Tuesday, February 3, 2009

The joy of fluting




     When I was in Sedona two winters ago,  my friend Nancy and I both bought Native American flutes at a local trading post.   They were simple pine flutes, made for beginners like us.
With the flute came a book and CD of instructions.  Over the winter, I used the book and CD to learn to play the flute.  It was an excellent set of instructions, and before long,  I was able to play simple melodies and do a few trills, etc.   But the real excitement for me began the day I went out on a hike with my flute, and just let the beauty around me inspire me to play a spontaneous melody.   I really felt as if the Spirit/wind was blowing through me.   I remembered the chorus of a song my sister Judy and her husband Len used to sing:  "Spirit of God in the clear running water, blowing to greatness the trees on the hill;  Spirit of God in the finger of morning, fill the earth, bring it to birth, and blow were You will.  Blow, blow, blow till I be but Breath of the Spirit, blowing in me."   

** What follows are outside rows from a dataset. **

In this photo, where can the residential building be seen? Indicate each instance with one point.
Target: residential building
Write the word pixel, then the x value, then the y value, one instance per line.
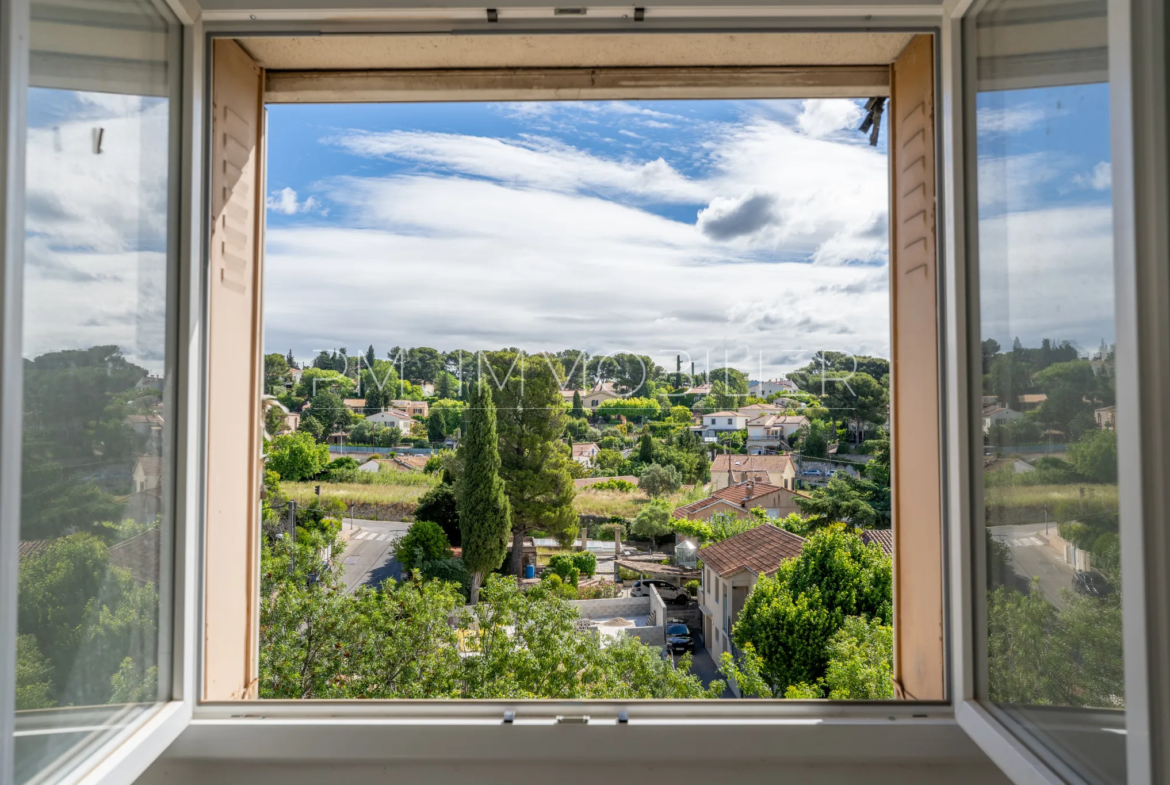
pixel 730 571
pixel 740 500
pixel 777 470
pixel 1106 417
pixel 1030 401
pixel 392 417
pixel 601 392
pixel 585 453
pixel 772 386
pixel 770 433
pixel 998 415
pixel 412 407
pixel 721 422
pixel 148 473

       For me, playing the flute has become a way of praying and meditating.  I understand why it was so important in Native American spirituality.   I learned recently that in days of old, the Hopi nation had many clans, and one of the leading clans was called the Flute Clan.   They had important ceremonial functions, and it was believed that the fluting they did helped the crops to germinate and grow.  That reminded me of something I read years ago in the classic book "The Secret Life of Plants," published in the 1960's.   Experiments done in many different places with plants and whole fields of crops revealed that plants exposed to beautiful harmonious uplifting music (like the classics)  thrived in obvious ways more than plants exposed to no music, and that plants exposed to music like hard metal rock and the like did not do very well.
That does not surprise me.   Music is vibration, and everything responds in some way to the vibration of sound.  
     I also recently discovered that the ubiquitous figure named "Kokapeli" which adorns innumerable T shirts, mugs, etc.  here in Sedona  is based, actually, on the figure of a human playing a flute left by the Hopi in their migrations on the walls of caves, cliffs, etc.   This figure, called by the Hopi  Kokapauli,  was a symbol of the Flute Clan, and wherever the Flute Clan of the Hopi wandered, they left this sign of their presence.   
     Last winter, a dear friend, Donna,  helped me purchase a beautiful cedar flute in the nearby town of Jerome.  This inspired me to keep on playing, and when I was in Michigan this summer, I had the joy of playing it at church as a call to worship, and also with friends at a Full Moon drumming group that meets monthly in the Saugatuck area.   Playing the flute spontaneously in the prayerful context of a drumming circle made me feel as if the drums and prayers were carrying me into a spiritual dimension beyond words.
      This winter,  through the kindness of a friend I met here,  I was able to get a beautiful turquoise inlayed double flute.  Playing it makes my heart open wide,  and others who hear it say the same thing.  It is magical!  I am now learning to play it in various ways.  And as I pray with my flutes,  I feel sometimes that I am in some small way continuing in the tradition of the Hopi Flute Clan,  whose presence is still so strong in the area where I live.  
      As the sun rises each morning,  the people in the hot air balloons that often float over the land near Sedona Shadows at sunrise might see, if they looked down,  a small human figure on a hilltop, playing the Zuni Sunrise Song on a native american flute.  I think you can guess who that would be!